The people have a culture in which there is really no infrastructure -- nor could they afford to build quality roads and bridges due to the inadequate tax revenues which go mostly to fund retirement payments required by the unions and endorsed by the elected officials who want to remain elected.

The elected freeloaders are the very ones who are complaining the loudest that the U.S. is not doing its part to help them after the hurricane. The 1.5 million people from Puerto Rico who have legally trespassed into the United States are screaming that we should do more to help them.

They never built the necessary electric grid to weather such a storm (pun intended). Therefore, there is no electricity on most of the island.

They don't have cell phone service because the Commonwealth of Puerto Rico owns the cell towers and they are unable to accumulate the manpower from their own people to meet the needs after the hurricane. Yet they complain that the U.S. is not doing enough.

After their bankruptcy only a year ago, they have accumulated another $70 billion in debt due to their continued deficit spending.

The educated people, teachers, doctors and other professionals who would make the most money and pay the most taxes are leaving Puerto Rico in droves. Nearly a million people have migrated to the U.S. in just the last two years. Schools are closing. The work force has been diminishing. Unemployment is increasing. Tax revenues are down.

The United States currently funds most of the public welfare in Puerto Rico, including health benefits, subsidized public housing and food stamps. The interesting thing is that the food stamps ($2 billion annually) are is disseminated to them in the form of cash, with no control over how it is spent.

Puerto Rico wants to become the 51st state. The liberal socialists in the U.S. would like that because that would give them another 3 million or so votes as a Blue State.

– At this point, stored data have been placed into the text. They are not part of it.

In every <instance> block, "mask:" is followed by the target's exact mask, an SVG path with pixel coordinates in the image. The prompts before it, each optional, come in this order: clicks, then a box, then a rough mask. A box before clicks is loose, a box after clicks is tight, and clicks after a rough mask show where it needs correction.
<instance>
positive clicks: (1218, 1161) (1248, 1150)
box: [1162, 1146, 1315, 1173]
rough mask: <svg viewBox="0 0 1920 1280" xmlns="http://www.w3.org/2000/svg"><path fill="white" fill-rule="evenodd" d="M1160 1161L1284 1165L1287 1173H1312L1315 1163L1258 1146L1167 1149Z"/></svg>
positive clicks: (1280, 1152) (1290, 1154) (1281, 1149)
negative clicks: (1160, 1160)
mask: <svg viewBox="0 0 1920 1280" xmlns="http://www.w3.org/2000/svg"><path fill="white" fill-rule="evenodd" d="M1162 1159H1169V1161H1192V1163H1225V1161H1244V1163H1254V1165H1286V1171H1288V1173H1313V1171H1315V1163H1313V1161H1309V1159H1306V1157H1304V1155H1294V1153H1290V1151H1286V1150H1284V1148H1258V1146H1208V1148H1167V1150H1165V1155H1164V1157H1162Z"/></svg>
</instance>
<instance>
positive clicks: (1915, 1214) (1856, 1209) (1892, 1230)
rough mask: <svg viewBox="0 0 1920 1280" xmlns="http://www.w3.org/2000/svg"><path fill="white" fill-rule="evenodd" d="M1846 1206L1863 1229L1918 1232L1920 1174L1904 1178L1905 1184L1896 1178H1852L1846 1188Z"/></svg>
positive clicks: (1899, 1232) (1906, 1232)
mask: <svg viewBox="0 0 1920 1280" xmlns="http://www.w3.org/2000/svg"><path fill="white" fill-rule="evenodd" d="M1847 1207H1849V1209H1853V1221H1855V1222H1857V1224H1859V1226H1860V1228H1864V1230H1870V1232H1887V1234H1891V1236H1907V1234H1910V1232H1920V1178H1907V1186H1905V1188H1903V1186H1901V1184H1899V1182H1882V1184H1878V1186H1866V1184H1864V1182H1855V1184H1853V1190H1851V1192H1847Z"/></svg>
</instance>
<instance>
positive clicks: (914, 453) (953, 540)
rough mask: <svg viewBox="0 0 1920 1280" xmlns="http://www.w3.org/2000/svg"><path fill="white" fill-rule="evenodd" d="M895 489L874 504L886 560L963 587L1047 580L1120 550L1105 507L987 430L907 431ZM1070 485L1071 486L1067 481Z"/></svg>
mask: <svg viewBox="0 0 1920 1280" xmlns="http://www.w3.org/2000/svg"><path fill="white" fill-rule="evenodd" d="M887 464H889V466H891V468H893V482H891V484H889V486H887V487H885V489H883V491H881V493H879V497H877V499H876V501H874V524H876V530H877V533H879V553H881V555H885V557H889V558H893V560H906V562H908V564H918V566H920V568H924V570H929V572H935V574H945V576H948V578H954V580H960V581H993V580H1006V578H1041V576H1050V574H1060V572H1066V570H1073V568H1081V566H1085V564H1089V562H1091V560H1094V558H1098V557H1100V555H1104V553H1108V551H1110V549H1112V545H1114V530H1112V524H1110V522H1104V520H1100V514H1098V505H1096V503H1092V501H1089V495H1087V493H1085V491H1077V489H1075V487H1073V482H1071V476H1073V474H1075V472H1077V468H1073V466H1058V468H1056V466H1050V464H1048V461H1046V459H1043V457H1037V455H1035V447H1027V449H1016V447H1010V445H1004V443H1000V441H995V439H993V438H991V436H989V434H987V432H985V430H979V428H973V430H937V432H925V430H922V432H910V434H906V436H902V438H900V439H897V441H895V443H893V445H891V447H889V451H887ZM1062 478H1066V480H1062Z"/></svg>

In an effort to appease these liberals, President Obama attempted to get our U.S. Congress to grant Social Security retirement benefits. Yes, this would solve their unfunded retirement dilemma -- at expense, tremendous expense, to the United States taxpayer. This would mean paying large amounts of money over an extended time to people who never paid into the Social Security system. The same would apply to extended health care benefits like Medicare. Obama also urged Congress to change the bankruptcy laws so that the island country could get out of paying its debts.

Now, today, they expect (no, they demand) that the U.S. take care of them. Quite frankly, I, for one, would rather us use that money to pay for benefits for Wounded Warriors and their families and the veterans who have fought for and on behalf of the citizens of the United States.

We are a very generous nation; but, I sure would like for those who receive our hard-earned dollars, in the form of gifts and entitlements, to show gratitude and not demand our generosity.

John Grillo has been a resident of Hot Springs for 17 years and lived in Little Rock the previous 28 years. Although retired today, he has been an entrepreneur involved in commercial real estate development, banking, retail stores and restaurants.